Laciclovir is a synthetic nucleoside analogue active against herpesviruses. Acyclovir tablets are formulations of an antiviral drug for oral administration.
Each 800 mg aciclovir tablet contains 800 mg aciclovir and the inactive ingredients corn starch, microcrystalline cellulose, magnesium stearate and sodium starch glycolate.
Each 400 mg acyclovir tablet contains 400 mg acyclovir and the inactive ingredients corn starch, microcrystalline cellulose, magnesium stearate and sodium starch glycolate.
Laciclovir is a white crystalline powder with the molecular formula C 8H 11N 5O 3 and a molecular weight of 225. The maximum solubility in water at 37 ° C is 2.5 mg / ml. The pkas of acyclovir are 2.27 and 9.25.
The chemical name of acyclovir is 6 H-purin-6-one, 2-amino-1,9-dihydro-9 [(2-hydroxyethoxy) methyl], it has the following structural formula:
Antiviral mechanism of action
Laciclovir is a synthetic purine nucleoside analog with in vitro and in vivo inhibitory activity against herpes simplex virus type 1 (HSV-1), 2 (HSV-2) and varicella-zoster virus (VZV). The inhibitory activity of cyclovir is highly selective due to its affinity for the thymidine kinase (TK) enzyme encoded by HSV and VZV. This viral enzyme converts laciclovir to aciclovir monophosphate, a nucleotide analogue. Monophosphate is further converted to diphosphate by cellular guanylate kinase and to triphosphate by a number of cellular enzymes. In vitro, laciclovir triphosphate prevents replication of the herpes viral DNA. This is accomplished in 3 ways: 1) competitive inhibition of viral DNA polymerase, 2) incorporation and termination of the growing viral DNA chain, and 3) inactivation of viral DNA polymerase.The greater antiviral activity of acyclovir against HSV compared to VZV is due to its more efficient phosphorylation by viral TK.

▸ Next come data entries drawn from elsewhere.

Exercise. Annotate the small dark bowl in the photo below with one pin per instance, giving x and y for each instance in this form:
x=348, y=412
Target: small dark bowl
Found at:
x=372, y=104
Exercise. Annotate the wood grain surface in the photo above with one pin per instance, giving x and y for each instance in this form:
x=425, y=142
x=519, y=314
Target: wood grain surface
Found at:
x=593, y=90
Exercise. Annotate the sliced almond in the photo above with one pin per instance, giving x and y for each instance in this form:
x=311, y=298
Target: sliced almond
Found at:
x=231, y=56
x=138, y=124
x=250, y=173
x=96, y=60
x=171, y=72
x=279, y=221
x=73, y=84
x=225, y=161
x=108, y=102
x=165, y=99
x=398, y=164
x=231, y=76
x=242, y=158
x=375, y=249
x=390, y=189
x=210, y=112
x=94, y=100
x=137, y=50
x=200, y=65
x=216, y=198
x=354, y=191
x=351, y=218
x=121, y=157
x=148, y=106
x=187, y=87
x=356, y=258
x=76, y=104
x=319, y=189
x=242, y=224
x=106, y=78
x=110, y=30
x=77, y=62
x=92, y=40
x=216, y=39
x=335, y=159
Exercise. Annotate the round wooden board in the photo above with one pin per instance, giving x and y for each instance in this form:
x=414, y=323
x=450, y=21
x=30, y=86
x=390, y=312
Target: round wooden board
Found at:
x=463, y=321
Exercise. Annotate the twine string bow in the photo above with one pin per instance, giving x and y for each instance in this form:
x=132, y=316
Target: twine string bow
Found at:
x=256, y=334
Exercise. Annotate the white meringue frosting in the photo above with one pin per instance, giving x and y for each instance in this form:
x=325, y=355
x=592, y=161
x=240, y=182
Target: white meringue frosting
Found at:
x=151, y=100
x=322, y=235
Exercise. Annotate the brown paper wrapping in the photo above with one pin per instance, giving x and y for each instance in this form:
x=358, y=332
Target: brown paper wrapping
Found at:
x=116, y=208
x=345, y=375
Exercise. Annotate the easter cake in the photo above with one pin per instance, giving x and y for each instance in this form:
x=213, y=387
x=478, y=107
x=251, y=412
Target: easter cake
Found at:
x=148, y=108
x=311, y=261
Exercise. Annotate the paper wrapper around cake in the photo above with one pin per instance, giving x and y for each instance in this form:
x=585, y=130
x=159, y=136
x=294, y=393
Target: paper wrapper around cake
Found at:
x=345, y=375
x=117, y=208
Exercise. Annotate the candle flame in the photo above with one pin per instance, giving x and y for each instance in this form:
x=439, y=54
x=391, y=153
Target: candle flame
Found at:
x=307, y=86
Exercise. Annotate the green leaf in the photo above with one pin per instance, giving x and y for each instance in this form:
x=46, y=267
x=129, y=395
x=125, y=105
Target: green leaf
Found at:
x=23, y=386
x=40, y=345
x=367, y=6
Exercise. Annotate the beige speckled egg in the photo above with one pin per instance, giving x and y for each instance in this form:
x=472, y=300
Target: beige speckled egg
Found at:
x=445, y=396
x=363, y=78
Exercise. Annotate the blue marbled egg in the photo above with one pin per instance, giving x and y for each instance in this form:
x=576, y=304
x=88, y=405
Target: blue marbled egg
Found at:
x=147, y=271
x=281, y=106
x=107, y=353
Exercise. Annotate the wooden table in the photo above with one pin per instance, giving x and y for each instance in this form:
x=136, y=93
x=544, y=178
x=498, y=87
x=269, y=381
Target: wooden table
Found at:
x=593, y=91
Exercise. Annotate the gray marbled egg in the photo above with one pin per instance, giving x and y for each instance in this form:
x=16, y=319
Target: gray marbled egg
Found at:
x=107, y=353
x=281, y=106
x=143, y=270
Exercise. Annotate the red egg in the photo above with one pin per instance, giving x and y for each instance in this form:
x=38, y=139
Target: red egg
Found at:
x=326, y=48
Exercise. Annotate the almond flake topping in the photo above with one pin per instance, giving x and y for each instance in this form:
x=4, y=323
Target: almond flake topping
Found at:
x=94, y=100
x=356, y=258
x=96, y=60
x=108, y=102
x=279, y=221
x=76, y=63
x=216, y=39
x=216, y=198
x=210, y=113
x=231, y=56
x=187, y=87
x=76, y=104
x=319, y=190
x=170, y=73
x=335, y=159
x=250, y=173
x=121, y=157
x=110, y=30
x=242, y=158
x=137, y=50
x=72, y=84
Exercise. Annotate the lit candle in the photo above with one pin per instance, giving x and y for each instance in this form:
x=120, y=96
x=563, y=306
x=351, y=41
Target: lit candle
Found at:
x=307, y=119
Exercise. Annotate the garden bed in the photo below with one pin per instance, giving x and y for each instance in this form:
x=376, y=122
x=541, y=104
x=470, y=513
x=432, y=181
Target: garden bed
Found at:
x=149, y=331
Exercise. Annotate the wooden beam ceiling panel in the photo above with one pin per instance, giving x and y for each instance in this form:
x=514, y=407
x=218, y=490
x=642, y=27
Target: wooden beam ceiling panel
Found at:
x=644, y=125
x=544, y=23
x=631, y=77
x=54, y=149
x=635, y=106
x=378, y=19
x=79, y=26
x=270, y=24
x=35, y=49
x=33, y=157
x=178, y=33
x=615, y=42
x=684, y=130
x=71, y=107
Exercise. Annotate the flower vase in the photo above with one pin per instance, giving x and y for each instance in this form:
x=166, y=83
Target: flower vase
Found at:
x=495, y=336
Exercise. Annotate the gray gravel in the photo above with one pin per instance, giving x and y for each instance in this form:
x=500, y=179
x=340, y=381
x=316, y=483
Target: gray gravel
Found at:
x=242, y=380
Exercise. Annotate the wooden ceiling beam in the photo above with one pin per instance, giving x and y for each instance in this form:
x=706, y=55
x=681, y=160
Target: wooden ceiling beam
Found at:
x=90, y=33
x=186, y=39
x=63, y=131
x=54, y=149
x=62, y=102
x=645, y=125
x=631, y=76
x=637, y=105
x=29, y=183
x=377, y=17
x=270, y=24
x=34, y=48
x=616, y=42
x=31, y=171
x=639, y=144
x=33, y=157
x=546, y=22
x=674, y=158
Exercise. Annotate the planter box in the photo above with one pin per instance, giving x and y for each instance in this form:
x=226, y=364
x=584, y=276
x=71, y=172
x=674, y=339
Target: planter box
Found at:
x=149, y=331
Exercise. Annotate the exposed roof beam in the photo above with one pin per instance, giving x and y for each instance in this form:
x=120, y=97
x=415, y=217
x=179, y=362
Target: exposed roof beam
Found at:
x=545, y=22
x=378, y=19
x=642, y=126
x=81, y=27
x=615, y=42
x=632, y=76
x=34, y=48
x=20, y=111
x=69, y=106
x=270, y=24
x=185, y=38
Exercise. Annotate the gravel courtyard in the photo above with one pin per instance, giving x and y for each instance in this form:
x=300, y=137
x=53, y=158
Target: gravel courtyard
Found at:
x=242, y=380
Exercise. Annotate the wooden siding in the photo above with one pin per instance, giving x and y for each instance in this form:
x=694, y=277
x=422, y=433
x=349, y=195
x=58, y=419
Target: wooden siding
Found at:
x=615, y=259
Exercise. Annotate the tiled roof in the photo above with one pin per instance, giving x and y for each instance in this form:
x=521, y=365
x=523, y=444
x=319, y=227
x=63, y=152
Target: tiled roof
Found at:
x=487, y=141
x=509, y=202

The quantitative relationship between the in vitro susceptibility of herpes viruses to antivirals and the clinical response to therapy has not been established in humans and virus susceptibility testing has not been standardized. The results of the susceptibility tests, expressed as the drug concentration required to inhibit the growth of the virus in cell culture by 50% (IC 50), vary greatly depending on a number of factors. Using plaque reduction assays, the IC50 against herpes simplex virus isolates ranges from 0.02 to 13.5 mcg / mL for HSV-1 and from 0.01 to 9.9 mcg / mL for HSV-2. LIC 50 for laciclovir compared to most laboratory strains and clinical isolates of VZV ranges from 0.12 to 10.8 mcg / mL. Laciclovir also demonstrates activity against the Oka vaccine strain of VZV with a mean IC 50 of 1.35 mcg / mL.
Resistance of HSV and VZV to allaciclovir can result from qualitative and quantitative changes in viral TK and / or DNA polymerase. Clinical isolates of HSV and VZV with reduced susceptibility to aciclovir were recovered from immunocompromised patients, particularly with advanced HIV infection. While most acyclovir-resistant mutants isolated so far from immunocompromised patients have been found to be TK-deficient mutants, other mutants involving the viral TK gene (partial TK and altered TK) and DNA polymerase have been isolated. TK-negative mutants can cause severe disease in immunocompromised infants and adults. The possibility of viral resistance to allaciclovir should be considered in patients who show poor clinical response during therapy.